Absolute and Relative Error of $x^y$ Suppose that we have two measured values $x$ and $y$ with maximum absolute errors of $e_x$ and $e_y$.
Is there a formula to find a good upper bound for absolute and relative error of $x^y$?

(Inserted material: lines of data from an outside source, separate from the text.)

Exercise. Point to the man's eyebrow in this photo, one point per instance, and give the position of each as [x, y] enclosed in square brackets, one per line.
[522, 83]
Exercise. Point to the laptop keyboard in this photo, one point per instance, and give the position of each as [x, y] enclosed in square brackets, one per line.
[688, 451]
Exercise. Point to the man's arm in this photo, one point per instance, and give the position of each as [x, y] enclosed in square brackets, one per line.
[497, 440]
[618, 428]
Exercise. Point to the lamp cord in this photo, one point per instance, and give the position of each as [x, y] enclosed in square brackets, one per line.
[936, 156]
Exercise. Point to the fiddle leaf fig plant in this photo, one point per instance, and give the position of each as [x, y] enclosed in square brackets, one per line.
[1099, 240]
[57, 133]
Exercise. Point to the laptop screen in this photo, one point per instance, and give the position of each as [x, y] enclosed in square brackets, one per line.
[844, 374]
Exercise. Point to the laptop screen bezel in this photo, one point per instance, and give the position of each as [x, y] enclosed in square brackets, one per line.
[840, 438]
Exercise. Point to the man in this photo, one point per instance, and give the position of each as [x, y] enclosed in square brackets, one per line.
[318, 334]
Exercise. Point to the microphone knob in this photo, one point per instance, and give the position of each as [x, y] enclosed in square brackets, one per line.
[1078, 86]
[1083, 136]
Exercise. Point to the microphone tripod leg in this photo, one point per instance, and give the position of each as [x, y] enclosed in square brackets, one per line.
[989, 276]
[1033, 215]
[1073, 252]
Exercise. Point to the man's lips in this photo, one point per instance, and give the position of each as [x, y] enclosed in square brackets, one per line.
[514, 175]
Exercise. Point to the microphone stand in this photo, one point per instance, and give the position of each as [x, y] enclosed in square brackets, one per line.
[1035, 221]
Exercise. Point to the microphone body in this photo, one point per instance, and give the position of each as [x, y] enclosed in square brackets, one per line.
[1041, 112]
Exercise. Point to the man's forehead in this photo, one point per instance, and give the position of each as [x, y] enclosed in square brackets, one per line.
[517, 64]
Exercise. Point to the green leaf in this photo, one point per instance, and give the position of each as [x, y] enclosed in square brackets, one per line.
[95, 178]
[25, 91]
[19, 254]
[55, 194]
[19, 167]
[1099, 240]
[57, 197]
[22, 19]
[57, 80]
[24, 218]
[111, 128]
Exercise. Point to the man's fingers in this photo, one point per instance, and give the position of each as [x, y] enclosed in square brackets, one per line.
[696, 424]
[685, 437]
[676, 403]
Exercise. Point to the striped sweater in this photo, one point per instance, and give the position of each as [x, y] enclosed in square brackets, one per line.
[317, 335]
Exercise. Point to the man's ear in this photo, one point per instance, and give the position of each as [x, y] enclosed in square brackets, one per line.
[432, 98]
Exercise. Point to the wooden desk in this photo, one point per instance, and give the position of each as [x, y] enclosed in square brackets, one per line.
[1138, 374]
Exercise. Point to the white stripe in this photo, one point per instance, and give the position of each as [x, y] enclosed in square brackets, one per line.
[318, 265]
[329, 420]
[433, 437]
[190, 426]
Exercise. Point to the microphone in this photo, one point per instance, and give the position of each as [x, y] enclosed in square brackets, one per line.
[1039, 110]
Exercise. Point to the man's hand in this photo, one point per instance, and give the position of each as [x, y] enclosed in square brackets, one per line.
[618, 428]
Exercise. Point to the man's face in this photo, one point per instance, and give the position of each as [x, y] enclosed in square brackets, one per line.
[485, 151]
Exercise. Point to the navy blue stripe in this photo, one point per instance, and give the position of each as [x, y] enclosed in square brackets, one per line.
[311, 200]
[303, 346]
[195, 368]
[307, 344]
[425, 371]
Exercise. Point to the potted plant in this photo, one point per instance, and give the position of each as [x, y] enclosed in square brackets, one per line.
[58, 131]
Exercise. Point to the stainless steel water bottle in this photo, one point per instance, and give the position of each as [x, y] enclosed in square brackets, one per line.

 A: The notation gets confusing, so allow me to set $e_x=\epsilon_x$ and $e_y=\epsilon_y$.  The trick here is to observe that $x^y = e^{y \log{x}}$ and Taylor expand as follows:
$$\begin{align}(x+\epsilon_x)^{y+\epsilon_y} &= e^{(y+\epsilon_y)\log{(x+\epsilon_x)}}\\ &=e^{y \log{(x+\epsilon_x)}} e^{\epsilon_y \log{(x+\epsilon_x)}} \\ &= e^{y \log{x} + y \log{(1+\epsilon_x/x)}}\left [1+ \epsilon_y \log{(x+\epsilon_x)}+ O(\epsilon_y^2)\right]\\ &= x^y e^{y[\epsilon_x/x + O(\epsilon_x^2)] } \left [1+ \epsilon_y \log{x} +\epsilon_y  \log{(1+\epsilon_x/x)}+ O(\epsilon_y^2)\right]\\ &= x^y \left (1+ \epsilon_x\frac{y}{x} + O(\epsilon_x^2)\right )\left [1+ \epsilon_y \log{x} +\epsilon_y  \frac{\epsilon_x}{x}+ O(\epsilon_y^2) + O(\epsilon_x^2 \epsilon_y)\right]\\ &= x^y \left (1 +  \epsilon_x\frac{y}{x} + \epsilon_y \log{x} +  \left( \frac{1+y \log{x}}{x}\right )\epsilon_x \epsilon_y+ O(\epsilon_y^2) + O(\epsilon_x^2 \epsilon_y) \right)  \end{align}$$
If you wish to ignore all second-order error terms, then you have
$$(x+\epsilon_x)^{y+\epsilon_y} \approx x^y \left (1 +  \epsilon_x\frac{y}{x} + \epsilon_y \log{x} \right )$$